Fachin quer submeter código de ética ao plenário do STF assim que receber texto de Cármen Lúcia
O presidente do Supremo Tribunal Federal (STF), Edson Fachin, disse que pretende submeter a proposta de código de ética à Corte tão logo receba o texto da ministra Cármen Lúcia. Fachin relembrou a previsão da ministra de que a entrega ocorrerá antes do final do ano e acrescentou que espera o encaminhamento o quanto antes.
“A ministra Cármen Lúcia, para a nossa honra e alegria, aceitou ser a relatora do código e ela está nesse processo de elaboração de um projeto. Assim que vier, iniciaremos a etapa subsequente, que será a discussão no colegiado e o passo seguinte será a adoção do Código de Ética, que eu espero que não tarde. A ministra Cármen disse que bem antes do fim do ano ela entrega esse relatório", disse Fachin, durante o evento “A Justiça do Amanhã”, realizado nesta sexta-feira (19) no Rio de Janeiro.
O presidente do STF tem ainda mais pressa em definir regras de transição para coibir pagamentos abusivos a membros do Poder Judiciário. O magistrado, que também é presidente do Conselho Nacional de Justiça (CNJ), já conseguiu aprovar resoluções que impõem padronização e transparência aos contracheques.
Ofensiva anti-penduricalhos surge em meio a crise de credibilidade e possibilidade de código rechaçado por parte dos ministros
Em meio às revelações sobre o envolvimento de Dias Toffoli e Alexandre de Moraes com o banqueiro Daniel Vorcaro, e com pesquisas indicando uma crise de credibilidade, Dino decidiu tomar o que foi considerado por críticos como uma medida "moralizante": os pagamentos acima do teto do funcionalismo público, conhecidos como "penduricalhos", foram suspensos em todo o país.
Associações de juízes e procuradores procuraram os ministros em busca de negociação. O resultado foi um meio-termo até que o Congresso não regulamente de vez o tema: agora, é possível receber adicionais, mas eles não podem superar 35% do teto constitucional, o equivalente, hoje, a R$ 16.228,16.
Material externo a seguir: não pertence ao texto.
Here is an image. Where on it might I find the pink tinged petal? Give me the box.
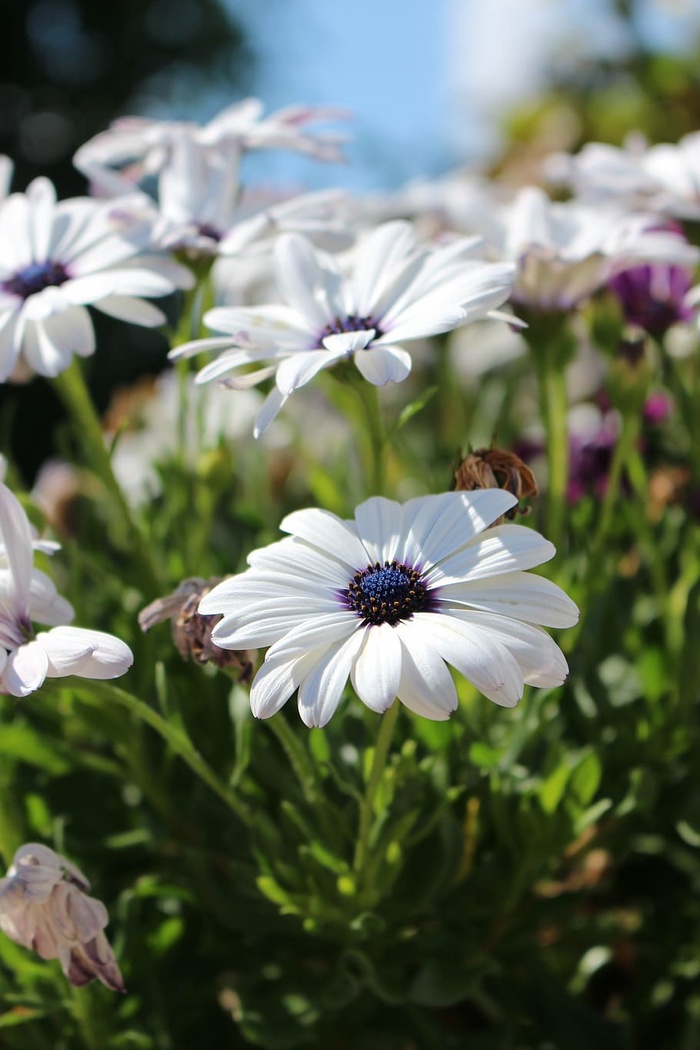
[411,612,524,708]
[298,631,362,729]
[426,525,556,587]
[323,329,377,357]
[437,572,578,627]
[352,624,402,714]
[449,609,569,689]
[35,627,133,679]
[355,496,403,568]
[279,507,367,582]
[275,350,344,397]
[355,343,412,386]
[395,621,458,721]
[400,488,517,567]
[94,295,166,328]
[253,386,287,438]
[0,483,34,620]
[2,642,48,696]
Quanto ao código de ética, há resistência. Parte dos ministros acredita que os ditames de conduta já são ditados pela Lei Orgânica da Magistratura (Loman), não sendo necessária uma nova codificação. Cármen Lúcia argumentou que, ainda que haja alguma redundância, o fato de existir um texto específico para o Supremo pode servir como um gesto de boa vontade à população.